The 3222 four-digit NAICS comprises a variety of different converted packaging types, and over the next several months, we will continue looking at them in turn, including:
- 32222 Paper Bag and Coated and Treated Paper Manufacturing
- 32223 Stationery Product Manufacturing
- 32229 Other Converted Paper Product Manufacturing
- 322291 Sanitary Paper Product Manufacturing
- 322299 All Other Converted Paper Product Manufacturing
These counts are based on data from the Census Bureau’s County Business Patterns. Every other week, we update these data series with the latest figures. You may have noticed that the latest edition of County Business Patterns was released recently, which now includes 2019 data. Once we have finished with the Converting NAICS, we will circle back to the beginning and update establishment and other counts in the printing, publishing, and creative NAICS.
These data, and the overarching year-to-year trends, like other demographic data, can be used not only for business planning and forecasting, but also sales and marketing resource allocation.
This Macro Moment
It’s a post-pandemic phenomenon that The Economist has called “bezonkers,” as in “New business formation in America goes bezonkers.” In September 2021, the Census Bureau’s Business Formation Statistics recorded 431,381 new business applications, a +0.8% increase from August. Compare this to a fairly average pre-pandemic month—say, November 2019—when the Census Bureau recorded 290,562 new business applications. This is a phenomenon that started last year, when new business applications went from 295,129 in May, to 378,508 in June, and then spiked to 552,981 in July.
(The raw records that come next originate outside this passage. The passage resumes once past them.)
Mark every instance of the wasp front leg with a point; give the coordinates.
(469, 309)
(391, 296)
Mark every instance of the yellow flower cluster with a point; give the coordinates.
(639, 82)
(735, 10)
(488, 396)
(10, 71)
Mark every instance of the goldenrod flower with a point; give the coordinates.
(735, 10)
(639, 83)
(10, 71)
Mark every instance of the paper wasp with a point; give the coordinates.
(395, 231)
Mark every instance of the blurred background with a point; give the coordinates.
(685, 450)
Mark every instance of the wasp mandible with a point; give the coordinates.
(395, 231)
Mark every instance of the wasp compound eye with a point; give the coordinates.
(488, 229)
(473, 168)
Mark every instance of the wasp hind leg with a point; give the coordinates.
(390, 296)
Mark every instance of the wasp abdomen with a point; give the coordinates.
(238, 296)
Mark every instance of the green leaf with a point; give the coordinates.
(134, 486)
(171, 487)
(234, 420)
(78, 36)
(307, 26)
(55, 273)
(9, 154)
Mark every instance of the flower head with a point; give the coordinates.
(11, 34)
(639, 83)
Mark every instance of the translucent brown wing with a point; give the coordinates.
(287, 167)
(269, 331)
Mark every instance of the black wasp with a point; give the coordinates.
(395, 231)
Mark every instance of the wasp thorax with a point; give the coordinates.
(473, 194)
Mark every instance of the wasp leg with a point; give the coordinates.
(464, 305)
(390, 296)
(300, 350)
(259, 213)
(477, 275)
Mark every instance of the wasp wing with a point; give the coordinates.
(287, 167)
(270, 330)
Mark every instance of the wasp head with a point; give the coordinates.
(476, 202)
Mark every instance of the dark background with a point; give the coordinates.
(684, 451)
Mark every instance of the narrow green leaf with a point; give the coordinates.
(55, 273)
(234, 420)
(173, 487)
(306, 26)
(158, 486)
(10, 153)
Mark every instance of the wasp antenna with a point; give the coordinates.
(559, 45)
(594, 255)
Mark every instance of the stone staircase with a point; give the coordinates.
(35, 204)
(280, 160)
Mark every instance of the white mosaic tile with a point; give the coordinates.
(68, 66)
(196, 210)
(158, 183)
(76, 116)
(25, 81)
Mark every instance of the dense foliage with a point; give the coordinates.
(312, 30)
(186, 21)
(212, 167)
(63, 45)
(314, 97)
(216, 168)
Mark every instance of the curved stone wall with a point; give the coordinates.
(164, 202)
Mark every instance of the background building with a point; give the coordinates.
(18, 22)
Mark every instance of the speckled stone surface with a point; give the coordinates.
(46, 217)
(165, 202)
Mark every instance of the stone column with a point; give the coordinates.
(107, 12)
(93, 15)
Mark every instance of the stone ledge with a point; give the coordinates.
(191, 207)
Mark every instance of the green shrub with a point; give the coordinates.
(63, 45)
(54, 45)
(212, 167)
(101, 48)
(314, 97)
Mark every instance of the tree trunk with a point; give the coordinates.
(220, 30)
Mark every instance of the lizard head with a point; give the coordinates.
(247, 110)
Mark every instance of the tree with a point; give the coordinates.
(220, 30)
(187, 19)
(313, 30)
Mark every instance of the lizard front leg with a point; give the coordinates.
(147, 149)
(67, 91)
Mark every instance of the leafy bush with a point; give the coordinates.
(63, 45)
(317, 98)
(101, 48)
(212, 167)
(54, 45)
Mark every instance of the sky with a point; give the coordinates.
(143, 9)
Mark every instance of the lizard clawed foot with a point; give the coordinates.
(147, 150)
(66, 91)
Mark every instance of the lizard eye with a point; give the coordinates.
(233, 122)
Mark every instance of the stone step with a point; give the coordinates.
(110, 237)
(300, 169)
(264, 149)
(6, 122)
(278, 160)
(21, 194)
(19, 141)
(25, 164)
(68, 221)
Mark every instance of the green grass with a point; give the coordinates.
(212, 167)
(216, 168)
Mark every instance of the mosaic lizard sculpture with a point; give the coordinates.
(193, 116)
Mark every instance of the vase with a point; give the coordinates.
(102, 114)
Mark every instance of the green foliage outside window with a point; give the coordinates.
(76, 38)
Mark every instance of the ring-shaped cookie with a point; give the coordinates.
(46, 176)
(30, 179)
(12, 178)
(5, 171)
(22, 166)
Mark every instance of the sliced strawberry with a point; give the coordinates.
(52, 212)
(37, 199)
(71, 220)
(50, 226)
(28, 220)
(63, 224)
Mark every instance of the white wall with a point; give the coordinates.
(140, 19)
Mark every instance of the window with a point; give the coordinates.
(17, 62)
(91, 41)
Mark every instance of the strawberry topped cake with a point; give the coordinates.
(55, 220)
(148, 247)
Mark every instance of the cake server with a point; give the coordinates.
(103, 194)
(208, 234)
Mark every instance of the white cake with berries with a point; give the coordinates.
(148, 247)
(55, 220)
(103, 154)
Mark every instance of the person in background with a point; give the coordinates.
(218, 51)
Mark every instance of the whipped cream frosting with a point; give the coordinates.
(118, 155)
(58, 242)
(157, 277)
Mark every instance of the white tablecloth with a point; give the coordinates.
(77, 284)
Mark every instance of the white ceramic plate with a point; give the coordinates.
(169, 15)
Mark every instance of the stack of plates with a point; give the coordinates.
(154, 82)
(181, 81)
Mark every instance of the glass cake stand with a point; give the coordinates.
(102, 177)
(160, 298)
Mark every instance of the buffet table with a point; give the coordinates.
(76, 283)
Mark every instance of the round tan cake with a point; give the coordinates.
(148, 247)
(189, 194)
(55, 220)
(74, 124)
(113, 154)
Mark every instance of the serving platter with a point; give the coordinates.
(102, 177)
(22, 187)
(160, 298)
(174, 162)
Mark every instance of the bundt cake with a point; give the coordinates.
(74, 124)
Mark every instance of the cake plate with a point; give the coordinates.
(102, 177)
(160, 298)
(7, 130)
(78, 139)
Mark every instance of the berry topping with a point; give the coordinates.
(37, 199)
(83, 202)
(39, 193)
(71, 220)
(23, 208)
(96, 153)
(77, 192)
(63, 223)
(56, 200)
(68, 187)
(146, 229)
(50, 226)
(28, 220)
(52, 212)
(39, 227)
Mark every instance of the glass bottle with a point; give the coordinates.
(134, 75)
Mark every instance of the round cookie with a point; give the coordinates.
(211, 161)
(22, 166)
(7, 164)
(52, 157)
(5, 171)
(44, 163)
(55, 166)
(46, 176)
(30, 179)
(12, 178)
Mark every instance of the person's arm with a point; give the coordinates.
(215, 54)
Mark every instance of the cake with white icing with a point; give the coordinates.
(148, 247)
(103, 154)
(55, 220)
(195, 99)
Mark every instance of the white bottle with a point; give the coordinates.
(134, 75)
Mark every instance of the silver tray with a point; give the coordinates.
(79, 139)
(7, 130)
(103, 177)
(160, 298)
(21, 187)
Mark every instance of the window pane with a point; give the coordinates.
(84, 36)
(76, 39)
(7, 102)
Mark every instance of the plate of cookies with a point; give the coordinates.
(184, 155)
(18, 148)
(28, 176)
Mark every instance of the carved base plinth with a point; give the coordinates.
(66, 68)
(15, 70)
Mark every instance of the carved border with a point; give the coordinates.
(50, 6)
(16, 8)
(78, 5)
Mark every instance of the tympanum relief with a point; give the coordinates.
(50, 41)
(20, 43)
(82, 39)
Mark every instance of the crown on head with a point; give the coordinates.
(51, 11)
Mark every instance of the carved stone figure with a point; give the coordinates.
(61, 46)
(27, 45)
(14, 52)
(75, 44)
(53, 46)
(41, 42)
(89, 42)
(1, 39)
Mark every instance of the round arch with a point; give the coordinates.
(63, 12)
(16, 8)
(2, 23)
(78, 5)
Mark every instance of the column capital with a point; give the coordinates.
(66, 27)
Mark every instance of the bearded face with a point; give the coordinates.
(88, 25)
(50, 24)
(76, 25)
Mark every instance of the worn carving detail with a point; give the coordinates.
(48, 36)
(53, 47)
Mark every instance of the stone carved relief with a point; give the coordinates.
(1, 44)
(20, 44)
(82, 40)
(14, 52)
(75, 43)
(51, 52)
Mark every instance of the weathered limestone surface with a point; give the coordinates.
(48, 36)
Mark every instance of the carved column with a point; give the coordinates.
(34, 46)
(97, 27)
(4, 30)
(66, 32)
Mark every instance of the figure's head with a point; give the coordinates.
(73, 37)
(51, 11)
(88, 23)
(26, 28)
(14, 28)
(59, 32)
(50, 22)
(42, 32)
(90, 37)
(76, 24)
Source: Bureau of the Census
Applications dropped in the fall, but then spiked again after the new year. While some of these new businesses replaced the businesses that failed during 2020, economists see it as one of the consequences of The Great Resignation: people taking stock of their lives and careers during the pandemic and pursuing a dream of business ownership, or at the very least of not being stuck in a job one hates. How much of this will persist beyond 2021/2022 remains to be seen, but, adds Forbes, commenting on the July numbers:
Still more encouraging is the reported rise in what the Census Bureau calls “high propensity applications,” by which it means those new businesses with a high likelihood of supporting a payroll. These, though only some one-third of total applications, also jumped some 1.2% from June’s level for the nation as a whole and had a similar regional pattern to applications overall, with the largest proportion in the South and the strongest monthly jumps in the Northeast and the West.
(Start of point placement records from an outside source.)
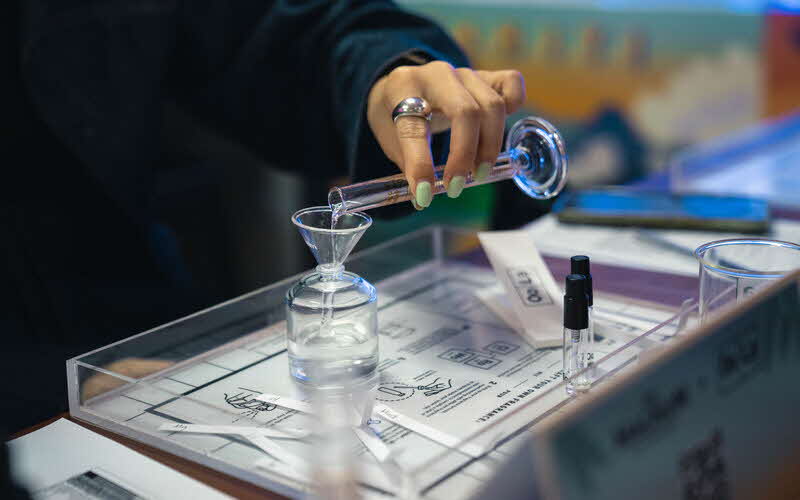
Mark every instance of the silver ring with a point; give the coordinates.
(412, 106)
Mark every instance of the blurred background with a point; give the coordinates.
(629, 83)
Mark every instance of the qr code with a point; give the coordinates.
(704, 475)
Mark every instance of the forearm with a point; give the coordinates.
(294, 87)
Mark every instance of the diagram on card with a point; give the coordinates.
(398, 391)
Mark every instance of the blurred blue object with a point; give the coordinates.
(762, 162)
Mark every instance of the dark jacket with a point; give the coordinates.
(83, 263)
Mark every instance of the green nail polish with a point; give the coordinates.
(483, 171)
(456, 186)
(424, 194)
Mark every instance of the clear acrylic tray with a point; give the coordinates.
(446, 361)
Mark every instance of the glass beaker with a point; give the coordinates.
(731, 270)
(331, 314)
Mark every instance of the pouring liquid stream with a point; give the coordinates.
(326, 321)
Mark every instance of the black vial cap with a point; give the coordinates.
(576, 306)
(579, 264)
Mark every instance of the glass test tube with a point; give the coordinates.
(535, 158)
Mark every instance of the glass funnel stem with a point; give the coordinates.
(394, 188)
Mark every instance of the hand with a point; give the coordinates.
(473, 104)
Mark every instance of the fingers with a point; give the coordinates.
(492, 121)
(508, 84)
(412, 134)
(475, 103)
(449, 95)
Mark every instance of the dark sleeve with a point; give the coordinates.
(290, 79)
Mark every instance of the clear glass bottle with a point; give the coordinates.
(332, 316)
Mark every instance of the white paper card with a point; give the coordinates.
(533, 293)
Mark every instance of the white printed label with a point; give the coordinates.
(470, 449)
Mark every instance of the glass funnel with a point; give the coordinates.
(332, 325)
(535, 158)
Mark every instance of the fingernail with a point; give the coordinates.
(483, 171)
(424, 195)
(456, 186)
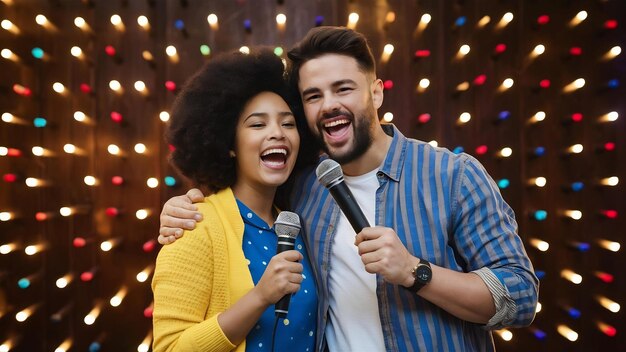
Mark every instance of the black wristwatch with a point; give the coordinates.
(422, 274)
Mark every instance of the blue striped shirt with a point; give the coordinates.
(446, 209)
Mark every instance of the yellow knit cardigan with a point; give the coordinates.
(199, 276)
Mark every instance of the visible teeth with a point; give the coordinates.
(274, 151)
(336, 123)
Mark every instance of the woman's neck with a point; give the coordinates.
(259, 200)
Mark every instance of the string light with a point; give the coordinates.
(575, 85)
(504, 21)
(143, 22)
(172, 54)
(541, 245)
(9, 55)
(353, 19)
(142, 214)
(213, 21)
(91, 317)
(117, 22)
(571, 276)
(10, 27)
(608, 304)
(145, 273)
(580, 16)
(387, 51)
(609, 245)
(609, 117)
(118, 298)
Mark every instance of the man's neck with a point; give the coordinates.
(372, 158)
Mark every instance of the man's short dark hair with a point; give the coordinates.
(330, 40)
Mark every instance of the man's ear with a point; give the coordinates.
(377, 93)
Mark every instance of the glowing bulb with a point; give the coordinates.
(538, 117)
(140, 148)
(539, 244)
(142, 214)
(464, 118)
(281, 19)
(571, 276)
(505, 20)
(80, 116)
(505, 334)
(568, 333)
(609, 245)
(116, 300)
(58, 87)
(575, 149)
(353, 18)
(483, 21)
(140, 86)
(38, 151)
(505, 152)
(91, 317)
(574, 214)
(69, 148)
(145, 274)
(115, 85)
(213, 21)
(538, 181)
(113, 149)
(7, 248)
(608, 304)
(41, 20)
(143, 22)
(76, 51)
(66, 211)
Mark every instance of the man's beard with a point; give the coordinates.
(360, 144)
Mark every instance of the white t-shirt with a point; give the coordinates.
(354, 320)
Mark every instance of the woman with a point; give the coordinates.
(235, 136)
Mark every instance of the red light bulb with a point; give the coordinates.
(117, 180)
(79, 242)
(112, 211)
(116, 117)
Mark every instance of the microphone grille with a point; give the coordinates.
(287, 224)
(328, 171)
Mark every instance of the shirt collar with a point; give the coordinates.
(394, 161)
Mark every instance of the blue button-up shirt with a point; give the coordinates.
(446, 209)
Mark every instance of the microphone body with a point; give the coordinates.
(330, 175)
(287, 227)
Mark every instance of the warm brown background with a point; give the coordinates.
(123, 328)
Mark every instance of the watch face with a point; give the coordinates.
(423, 273)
Here’s why this is important for printers. New businesses need a lot of resources and other materials to get started, a lot of it involving print of some kind—often including signage and other kinds of display graphics. This presents opportunities for print providers.
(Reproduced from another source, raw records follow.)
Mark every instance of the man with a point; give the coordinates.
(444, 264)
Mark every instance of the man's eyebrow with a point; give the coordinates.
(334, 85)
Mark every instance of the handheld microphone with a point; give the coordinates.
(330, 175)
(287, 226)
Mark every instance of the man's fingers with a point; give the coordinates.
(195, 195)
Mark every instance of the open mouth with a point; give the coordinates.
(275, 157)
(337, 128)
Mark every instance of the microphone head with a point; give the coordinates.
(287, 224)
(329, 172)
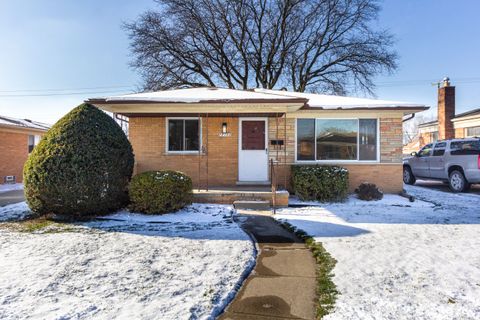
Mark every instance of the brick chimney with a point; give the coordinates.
(446, 110)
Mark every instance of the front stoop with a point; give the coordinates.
(252, 204)
(230, 196)
(283, 282)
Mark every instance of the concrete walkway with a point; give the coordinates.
(282, 284)
(10, 197)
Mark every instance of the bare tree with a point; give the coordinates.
(306, 45)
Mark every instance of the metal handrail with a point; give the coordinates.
(273, 179)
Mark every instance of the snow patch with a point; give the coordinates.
(397, 259)
(17, 211)
(184, 265)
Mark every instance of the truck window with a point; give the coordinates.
(425, 151)
(462, 148)
(439, 149)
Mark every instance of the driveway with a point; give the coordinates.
(440, 186)
(10, 197)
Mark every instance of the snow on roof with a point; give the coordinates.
(23, 123)
(198, 95)
(222, 95)
(339, 102)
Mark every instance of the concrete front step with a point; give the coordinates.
(252, 204)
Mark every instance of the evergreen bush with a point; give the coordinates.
(81, 167)
(157, 192)
(369, 191)
(319, 183)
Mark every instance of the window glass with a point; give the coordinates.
(336, 139)
(425, 151)
(306, 139)
(368, 139)
(175, 135)
(31, 143)
(473, 132)
(439, 149)
(191, 135)
(461, 148)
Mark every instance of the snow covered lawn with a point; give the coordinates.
(401, 260)
(185, 265)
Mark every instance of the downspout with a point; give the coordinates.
(409, 118)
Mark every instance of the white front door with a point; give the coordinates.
(253, 150)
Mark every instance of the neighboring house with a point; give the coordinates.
(449, 125)
(225, 137)
(18, 137)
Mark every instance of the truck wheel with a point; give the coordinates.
(408, 176)
(457, 181)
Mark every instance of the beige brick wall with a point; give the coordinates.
(460, 133)
(391, 134)
(148, 138)
(387, 174)
(13, 152)
(147, 135)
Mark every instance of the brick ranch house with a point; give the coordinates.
(18, 137)
(449, 125)
(225, 137)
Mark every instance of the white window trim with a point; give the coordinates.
(200, 146)
(339, 161)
A deep dive into the specific NAICS categories and geographic regions in which the bulk of these businesses are forming (the Census Bureau’s Business Formation Statistics breaks them down), as well as a check of your local or regional new business registrations, would be a good place to start to mine these opportunities. We may ourselves dig down into these data at some point, but suffice to say, the top sector for new business creation is “retail trade,” followed by “administrative and support.”